Our group first reported on three cases of posterior auricular propeller flaps for reconstruction of the anterior helical root back in 2010 [1]. In their series of 85 Freestyle Pedicled Perforator Flaps, D’Arpa et al. reported on a 180° propeller flap taken from the posterior auricular area to reconstruct a retro-auricular skin defect [9]. More recently, a series of retro-auricular artery perforator-based propeller flaps has been reported for the reconstruction of large ear defects [15].

Our experience in this series of 14 new cases of propeller flap transfer to the external ear has further proven this technique to be a useful reconstructive tool giving good cosmetic and functional results in different areas of the ear. Attention must be given to the degrees of rotation depending on the relative position of the perforating vessel and the soft tissue defect. Considering the extra small size of perforators, dissection should be carried out under a 3.5 × loupe magnification. The laxity of the pre and postauricular skin allows for the direct closure of the donor site without excessive tension.

Propeller flap movement from the posterior auricular area to the external acoustic meatus defect requires particular attention because it is a tridimensional movement rather than a standard bidimensional rotation.

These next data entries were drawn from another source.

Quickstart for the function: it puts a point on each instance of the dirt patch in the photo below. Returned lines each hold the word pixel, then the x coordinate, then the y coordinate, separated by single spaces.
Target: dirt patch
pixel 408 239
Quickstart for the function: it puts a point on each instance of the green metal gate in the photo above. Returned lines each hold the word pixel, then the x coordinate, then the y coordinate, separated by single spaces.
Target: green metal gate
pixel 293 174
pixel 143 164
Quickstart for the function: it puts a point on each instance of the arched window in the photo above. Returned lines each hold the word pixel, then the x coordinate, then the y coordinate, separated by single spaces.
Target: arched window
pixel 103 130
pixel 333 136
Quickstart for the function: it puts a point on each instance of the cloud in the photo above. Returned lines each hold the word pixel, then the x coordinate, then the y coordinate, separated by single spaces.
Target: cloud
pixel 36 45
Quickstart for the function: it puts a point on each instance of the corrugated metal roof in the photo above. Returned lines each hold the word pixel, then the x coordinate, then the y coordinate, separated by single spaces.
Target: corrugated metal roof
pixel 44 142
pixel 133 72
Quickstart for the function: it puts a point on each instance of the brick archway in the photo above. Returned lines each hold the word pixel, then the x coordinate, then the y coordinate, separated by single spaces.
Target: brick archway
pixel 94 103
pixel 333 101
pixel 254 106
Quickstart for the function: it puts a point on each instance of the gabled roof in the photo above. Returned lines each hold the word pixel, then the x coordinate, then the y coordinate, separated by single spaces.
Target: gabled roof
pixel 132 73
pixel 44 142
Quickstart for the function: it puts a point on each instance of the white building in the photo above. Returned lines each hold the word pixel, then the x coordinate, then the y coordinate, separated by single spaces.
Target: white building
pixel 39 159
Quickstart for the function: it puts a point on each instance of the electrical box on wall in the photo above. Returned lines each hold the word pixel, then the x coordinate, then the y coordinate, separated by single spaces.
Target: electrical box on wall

This movement is favored by the position of the posterior perforator that can be sufficiently low in the postauricular area to reach the acoustic meatus through a full thickness window, thus a precise planning under this tridimensional movement is mandatory.

In conclusion, based upon our favorable experience, we can conclude that propeller flaps represent a valid alternative for reconstruction of partial ear defects allowing for the obtainment of optimal esthetic results.

Propeller flaps have proved to be very reliable with low risk of failure. Their movement allows to reach skin defects in a more convenient way compared to standard random skin flaps.